Turning away from my morose wolf, I spotted Jayla’s phone on the sofa, abandoned just like me. If only Sebastian were on a very long bathroom break. Biting my lip, I picked up the phone. She couldn’t blame her for being curious, considering how much she loved cats, so I punched in the passcode, which she’d once foolishly revealed was her future husband’s birthday, and found myself looking at her newsfeed. I chose the first video.
Another choice I’d always regret.
It was strange, realizing I’d become a character on TV. On Alma Mater Animalis, they used a combination of highly trained animals and big-budget CGI effects, but I wondered how satisfying audiences would find the fight scenes now that they’d seen us in living, breathing, bloody color. Wolves bigger than bears.
Keeping the video on mute, I punched the circling arrow again. And again. And again. Each time I saw Sebastian turn and run away from me, his mother in his arms. The footage was from above, a drone or helicopter, like Jayla had said. You couldn’t see the snarl on his face, the horrified betrayal beneath it. You couldn’t hear him shout at me above the screams of the terrified crowd or the chop of helicopter rotors. But every time he turned, I knew.
After the fourth time, I flicked the app closed, sickened but determined. I knew Jayla was going to come back from the bathroom with fresh arguments for why Evan and I should run, but I couldn’t leave my own kind behind now that the whole world knew we existed. Especially not when there were twenty-three terrified people out there who weren’t my kind before they met me. I took a deep breath and dialed an extremely private number before I could have lost my nerve. It rang once and then…
“Who is this?” Kiana’s voice rasped with suspicion. “How did you get this?”
“Hey, sis.” I choked out. “Can I come home?”
Chapter Five
“What in Halo’s name were you thinking?!” Kiana roared the second she opened the penthouse door and yanked me inside as if there were anyone else on this level to see the end of my long walk of shame. “Mating before the ceremony! I could smell it all over you as soon as we set foot in that tunnel!
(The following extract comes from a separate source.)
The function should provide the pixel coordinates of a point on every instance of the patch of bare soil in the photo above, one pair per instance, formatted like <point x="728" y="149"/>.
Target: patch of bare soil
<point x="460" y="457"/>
You’re lucky Max didn’t call you and Evan out in front of both packs!”
“I didn’t mate with Evan!” I huffed, instinctively moving toward Father’s old familiar couch but stopping short when I discovered it had also gone AWOL.
Kiana’s residence on the floor below had always reflected focus and sacrifice with clean lines, neutral walls, and utilitarian furnishings. But in the month she’d had since becoming Alpha to renovate Father’s apartment, Victorian England had swallowed that vibe whole. Or maybe Versailles? There was a lot of wallpaper. And paneling. And when I looked up at the loft, I could just make out the shine of a satin curtain surrounding a carved bed. If she was going for ‘Now that I’m Alpha, let them eat cake’ she’d totally nailed it.
“I know that,” Kiana said, her tone softening ever so slightly. “But surely you can see how it looks. You smell mated. He smells mated. Sebastian left.”
“Evan smells like that because he had an incredibly vibrant life before I bit him,” I grumbled, helping myself to a flop on Kiana’s medieval excuse for a sofa. “And Kenzo knew. He smelled it on Sebastian this morning. But he didn’t tell Max.”
“Kenzo’s an idiot.” Kiana rolled her eyes. “And so is Sebastian.”